NFL season is upon us so let's engage in the time honored ritual of fatuously trying to predict games that a coin flip would do better at predicting. 

In this blog post we will:
* get started with nfldb (limitations as well)
* query our data
* format for processing
* deploy logistic regression

# nfldb

some words on nfldb and its limitations

# Querying the Data

now we have postresql set up we can query the data

In [9]:
%matplotlib inline
import psycopg2
conn=psycopg2.connect("dbname='nfldb' user='kthomas1' host='localhost' password='' port=5432")
cur=conn.cursor()

# our first query to get the most common colleges for nfl players
cur.execute("""SELECT college, count(*) as freq 
from player 
where college is not null 
group by college 
order by freq DESC 
limit 10""")


In [10]:
import plotly.figure_factory as ff
from plotly.offline import init_notebook_mode, iplot
init_notebook_mode(connected=True)

college_count = cur.fetchall()
college_count_head = [("School","Count")] + college_count
college_count_table = ff.create_table(college_count_head)
iplot(college_count_table, filename='college_count_table')

In [11]:
conn=psycopg2.connect("dbname='nfldb' user='kthomas1' host='localhost' password='' port=5432")
cur=conn.cursor()

cur.execute("""SELECT full_name, position, uniform_number, height, weight, college
from player
where team='CAR'
limit 10""")

car_roster = cur.fetchall()

#here we just display the raw results without
car_roster

[('Robert McClain', 'DB', 27, 69, 195, 'Connecticut'),
 ('Daryl Williams', 'OT', 60, 78, 335, 'Oklahoma'),
 ('Jonathan Stewart', 'RB', 28, 70, 240, 'Oregon'),
 ('Brenton Bersin', 'WR', 11, 75, 210, 'Wofford'),
 ('Ted Ginn', 'WR', 19, 71, 180, 'Ohio State'),
 ('James Bradberry', 'CB', 24, 73, 210, 'Samford'),
 ('Daryl Worley', 'CB', 26, 73, 205, 'West Virginia'),
 ('Ryan Kalil', 'C', 67, 74, 300, 'USC'),
 ('Dean Marlowe', 'FS', 29, 73, 210, 'James Madison'),
 ('Tyler Larsen', 'OG', 69, 76, 335, 'Utah')]

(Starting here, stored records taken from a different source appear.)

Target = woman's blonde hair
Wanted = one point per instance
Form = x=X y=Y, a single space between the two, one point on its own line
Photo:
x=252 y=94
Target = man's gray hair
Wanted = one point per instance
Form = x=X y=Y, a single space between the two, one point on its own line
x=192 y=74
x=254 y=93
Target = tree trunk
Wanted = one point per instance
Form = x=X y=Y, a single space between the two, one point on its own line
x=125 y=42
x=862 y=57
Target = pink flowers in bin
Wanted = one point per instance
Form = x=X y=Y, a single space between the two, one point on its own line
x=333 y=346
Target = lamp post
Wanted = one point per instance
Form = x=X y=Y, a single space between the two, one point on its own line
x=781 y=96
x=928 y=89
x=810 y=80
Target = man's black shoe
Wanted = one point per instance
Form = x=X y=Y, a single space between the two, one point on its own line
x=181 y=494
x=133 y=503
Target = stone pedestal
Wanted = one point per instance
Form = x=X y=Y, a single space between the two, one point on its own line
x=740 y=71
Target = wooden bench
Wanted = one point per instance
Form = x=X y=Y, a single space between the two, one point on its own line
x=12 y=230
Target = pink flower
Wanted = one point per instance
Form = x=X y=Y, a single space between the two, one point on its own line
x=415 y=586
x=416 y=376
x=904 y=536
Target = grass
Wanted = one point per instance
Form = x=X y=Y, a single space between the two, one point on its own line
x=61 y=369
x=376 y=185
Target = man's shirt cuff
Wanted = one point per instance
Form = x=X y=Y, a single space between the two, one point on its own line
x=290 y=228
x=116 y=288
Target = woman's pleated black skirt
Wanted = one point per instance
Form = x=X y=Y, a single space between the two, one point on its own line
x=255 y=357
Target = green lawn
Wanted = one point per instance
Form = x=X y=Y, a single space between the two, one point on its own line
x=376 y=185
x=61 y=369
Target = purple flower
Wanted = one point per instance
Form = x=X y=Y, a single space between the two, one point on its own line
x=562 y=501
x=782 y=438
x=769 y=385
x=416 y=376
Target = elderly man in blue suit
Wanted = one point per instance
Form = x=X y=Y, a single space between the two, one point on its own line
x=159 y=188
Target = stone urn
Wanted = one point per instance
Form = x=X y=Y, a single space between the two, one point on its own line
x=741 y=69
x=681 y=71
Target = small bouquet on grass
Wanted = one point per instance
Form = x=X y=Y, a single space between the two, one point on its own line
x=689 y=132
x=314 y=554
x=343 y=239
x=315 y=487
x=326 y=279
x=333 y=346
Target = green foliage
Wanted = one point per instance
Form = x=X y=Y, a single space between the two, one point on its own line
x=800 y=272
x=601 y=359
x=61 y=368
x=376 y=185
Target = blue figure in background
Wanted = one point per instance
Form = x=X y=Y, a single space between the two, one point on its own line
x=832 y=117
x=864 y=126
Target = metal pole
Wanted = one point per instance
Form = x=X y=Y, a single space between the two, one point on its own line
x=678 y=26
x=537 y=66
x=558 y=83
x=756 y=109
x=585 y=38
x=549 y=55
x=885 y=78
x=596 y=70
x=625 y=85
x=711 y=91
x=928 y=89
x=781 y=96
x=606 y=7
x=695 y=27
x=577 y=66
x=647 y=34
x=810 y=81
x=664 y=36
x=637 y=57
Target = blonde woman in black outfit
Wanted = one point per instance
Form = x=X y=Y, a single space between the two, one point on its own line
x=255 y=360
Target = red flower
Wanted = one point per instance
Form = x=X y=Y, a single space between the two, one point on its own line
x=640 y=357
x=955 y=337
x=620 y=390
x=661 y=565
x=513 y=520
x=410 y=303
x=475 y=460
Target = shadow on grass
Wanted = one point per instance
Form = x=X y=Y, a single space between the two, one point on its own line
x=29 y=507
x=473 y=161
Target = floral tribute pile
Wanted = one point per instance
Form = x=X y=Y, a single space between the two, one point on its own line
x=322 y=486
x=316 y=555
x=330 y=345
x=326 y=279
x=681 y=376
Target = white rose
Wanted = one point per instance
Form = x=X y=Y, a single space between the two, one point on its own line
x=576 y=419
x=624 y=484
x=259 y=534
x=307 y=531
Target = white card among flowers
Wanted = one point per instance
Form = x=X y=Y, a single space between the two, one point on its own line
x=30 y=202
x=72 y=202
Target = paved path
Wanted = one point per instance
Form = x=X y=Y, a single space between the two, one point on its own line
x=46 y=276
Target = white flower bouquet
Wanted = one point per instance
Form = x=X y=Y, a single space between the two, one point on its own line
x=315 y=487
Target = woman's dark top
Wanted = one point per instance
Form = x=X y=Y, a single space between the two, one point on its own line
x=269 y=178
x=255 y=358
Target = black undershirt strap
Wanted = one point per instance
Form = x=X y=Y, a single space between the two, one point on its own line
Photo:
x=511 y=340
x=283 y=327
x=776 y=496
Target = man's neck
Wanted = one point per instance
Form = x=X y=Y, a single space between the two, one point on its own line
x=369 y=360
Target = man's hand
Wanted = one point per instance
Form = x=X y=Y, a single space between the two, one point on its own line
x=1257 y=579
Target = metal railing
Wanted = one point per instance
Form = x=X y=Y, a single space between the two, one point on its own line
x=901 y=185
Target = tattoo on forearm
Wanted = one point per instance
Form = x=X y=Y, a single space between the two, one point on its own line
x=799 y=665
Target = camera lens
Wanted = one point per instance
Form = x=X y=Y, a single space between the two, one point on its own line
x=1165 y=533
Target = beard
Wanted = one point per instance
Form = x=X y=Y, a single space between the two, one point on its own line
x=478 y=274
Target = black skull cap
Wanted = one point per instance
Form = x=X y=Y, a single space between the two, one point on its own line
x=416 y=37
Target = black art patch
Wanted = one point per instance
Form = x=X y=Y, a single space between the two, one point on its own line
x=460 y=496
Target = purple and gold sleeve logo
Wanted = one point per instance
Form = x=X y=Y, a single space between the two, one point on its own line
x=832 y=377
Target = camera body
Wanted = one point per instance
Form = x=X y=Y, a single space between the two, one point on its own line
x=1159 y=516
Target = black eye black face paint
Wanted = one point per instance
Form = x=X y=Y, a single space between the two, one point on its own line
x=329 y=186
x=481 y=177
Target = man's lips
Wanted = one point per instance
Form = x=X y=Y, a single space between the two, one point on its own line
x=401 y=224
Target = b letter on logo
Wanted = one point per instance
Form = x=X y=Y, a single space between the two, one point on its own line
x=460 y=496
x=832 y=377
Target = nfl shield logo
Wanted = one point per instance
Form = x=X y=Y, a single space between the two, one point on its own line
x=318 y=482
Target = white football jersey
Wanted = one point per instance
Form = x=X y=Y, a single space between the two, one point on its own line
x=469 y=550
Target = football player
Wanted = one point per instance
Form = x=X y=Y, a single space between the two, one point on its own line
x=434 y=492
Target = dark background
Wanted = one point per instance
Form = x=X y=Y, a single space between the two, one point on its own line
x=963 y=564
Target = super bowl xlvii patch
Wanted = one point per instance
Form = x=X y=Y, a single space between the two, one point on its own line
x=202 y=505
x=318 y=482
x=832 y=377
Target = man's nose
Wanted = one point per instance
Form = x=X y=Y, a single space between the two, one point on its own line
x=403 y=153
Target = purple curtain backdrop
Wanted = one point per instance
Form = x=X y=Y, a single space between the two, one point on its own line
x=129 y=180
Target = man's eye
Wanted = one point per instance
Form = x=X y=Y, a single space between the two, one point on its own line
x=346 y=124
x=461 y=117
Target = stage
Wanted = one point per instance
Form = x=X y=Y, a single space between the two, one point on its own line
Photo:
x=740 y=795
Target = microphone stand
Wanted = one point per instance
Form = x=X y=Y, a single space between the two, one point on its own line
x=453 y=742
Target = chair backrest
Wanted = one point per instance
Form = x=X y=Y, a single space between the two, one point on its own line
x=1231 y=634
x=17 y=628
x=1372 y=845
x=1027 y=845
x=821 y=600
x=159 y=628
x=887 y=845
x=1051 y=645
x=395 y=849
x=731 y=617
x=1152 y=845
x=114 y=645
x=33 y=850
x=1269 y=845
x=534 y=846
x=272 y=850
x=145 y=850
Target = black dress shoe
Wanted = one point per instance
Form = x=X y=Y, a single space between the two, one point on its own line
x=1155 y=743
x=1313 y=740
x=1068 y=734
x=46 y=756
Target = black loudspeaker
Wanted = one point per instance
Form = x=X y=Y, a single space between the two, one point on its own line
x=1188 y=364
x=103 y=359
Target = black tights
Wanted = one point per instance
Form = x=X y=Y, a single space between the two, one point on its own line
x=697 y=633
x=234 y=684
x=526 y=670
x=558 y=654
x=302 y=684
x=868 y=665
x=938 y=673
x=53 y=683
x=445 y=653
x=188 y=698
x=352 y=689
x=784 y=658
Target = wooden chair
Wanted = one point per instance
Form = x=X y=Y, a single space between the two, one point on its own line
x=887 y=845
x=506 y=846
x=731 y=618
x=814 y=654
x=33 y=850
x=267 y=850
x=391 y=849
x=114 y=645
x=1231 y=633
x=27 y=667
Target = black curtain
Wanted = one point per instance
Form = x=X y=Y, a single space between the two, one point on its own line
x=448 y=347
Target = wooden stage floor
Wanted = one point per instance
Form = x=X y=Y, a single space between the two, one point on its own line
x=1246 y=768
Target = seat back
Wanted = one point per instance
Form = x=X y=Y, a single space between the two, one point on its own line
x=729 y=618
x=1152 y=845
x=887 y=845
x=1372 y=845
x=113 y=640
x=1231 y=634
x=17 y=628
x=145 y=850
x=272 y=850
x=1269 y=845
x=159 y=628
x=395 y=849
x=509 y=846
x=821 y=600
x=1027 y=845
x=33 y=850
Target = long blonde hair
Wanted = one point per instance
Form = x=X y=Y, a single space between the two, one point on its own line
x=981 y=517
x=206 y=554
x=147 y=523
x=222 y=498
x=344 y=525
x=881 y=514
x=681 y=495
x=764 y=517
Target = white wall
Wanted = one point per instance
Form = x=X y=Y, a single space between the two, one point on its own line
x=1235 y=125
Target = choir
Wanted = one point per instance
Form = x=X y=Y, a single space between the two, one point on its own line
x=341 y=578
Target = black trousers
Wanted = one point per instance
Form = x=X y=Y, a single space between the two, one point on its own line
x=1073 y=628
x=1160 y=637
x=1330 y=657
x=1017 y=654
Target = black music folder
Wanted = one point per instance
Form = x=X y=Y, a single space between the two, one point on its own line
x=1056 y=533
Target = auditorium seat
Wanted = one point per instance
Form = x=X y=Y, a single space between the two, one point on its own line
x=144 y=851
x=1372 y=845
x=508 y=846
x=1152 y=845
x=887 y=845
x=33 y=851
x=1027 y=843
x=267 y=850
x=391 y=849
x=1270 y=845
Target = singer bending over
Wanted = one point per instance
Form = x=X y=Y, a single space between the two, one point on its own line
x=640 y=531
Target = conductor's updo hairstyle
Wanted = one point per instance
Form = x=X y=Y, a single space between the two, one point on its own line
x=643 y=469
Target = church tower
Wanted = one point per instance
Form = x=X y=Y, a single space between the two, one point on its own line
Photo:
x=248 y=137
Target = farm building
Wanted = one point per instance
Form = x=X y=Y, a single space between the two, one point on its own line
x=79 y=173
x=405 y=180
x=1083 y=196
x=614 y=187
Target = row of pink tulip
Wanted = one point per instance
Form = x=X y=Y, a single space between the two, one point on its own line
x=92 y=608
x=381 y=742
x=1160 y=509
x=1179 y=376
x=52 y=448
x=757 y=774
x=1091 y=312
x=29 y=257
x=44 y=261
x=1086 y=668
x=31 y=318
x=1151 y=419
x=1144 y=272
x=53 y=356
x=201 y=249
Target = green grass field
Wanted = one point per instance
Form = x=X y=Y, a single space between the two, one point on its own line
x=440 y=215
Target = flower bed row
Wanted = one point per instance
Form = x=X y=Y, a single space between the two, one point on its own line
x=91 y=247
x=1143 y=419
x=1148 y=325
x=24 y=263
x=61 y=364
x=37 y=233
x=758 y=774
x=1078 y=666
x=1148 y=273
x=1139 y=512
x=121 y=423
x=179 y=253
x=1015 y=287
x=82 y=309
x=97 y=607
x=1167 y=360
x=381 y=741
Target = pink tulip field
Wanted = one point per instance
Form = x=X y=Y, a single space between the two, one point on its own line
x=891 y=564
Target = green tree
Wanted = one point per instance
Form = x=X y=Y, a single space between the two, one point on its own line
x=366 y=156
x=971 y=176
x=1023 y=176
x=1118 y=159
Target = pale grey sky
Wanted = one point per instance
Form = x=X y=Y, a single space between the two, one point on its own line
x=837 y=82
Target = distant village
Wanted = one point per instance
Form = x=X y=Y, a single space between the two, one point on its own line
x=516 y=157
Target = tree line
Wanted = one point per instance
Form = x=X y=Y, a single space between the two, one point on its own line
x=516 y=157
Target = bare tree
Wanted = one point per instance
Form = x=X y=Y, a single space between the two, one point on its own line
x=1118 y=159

problems with the dataset as with players not on team

In [12]:
# import pandas and numpy for 
import pandas as pd
import numpy as np

# query game results
conn=psycopg2.connect("dbname='nfldb' user='kthomas1' host='localhost' password='' port=5432")
cur=conn.cursor()
cur.execute("""select season_year, week, home_team, home_score, away_team, away_score
from game
where season_type='Regular'""")

#put results into a dataframe
raw = cur.fetchall()
game_results=pd.DataFrame(raw,columns=['year','week','home_team','home_score','away_team','away_score'])

#replace la with stl
game_results.replace(to_replace='LA', value='STL', inplace=True)

# compute wins and ties
game_results['home_win'] = [1 if x>y else 0 for x,y in zip(game_results['home_score'],game_results['away_score'])]
game_results['away_win'] = [1 if x<y else 0 for x,y in zip(game_results['home_score'],game_results['away_score'])]
game_results['tie'] = [1 if x==y else 0 for x,y in zip(game_results['home_score'],game_results['away_score'])]

# sort the dataframe
game_results=game_results.sort_values(by=['year','home_team','week'])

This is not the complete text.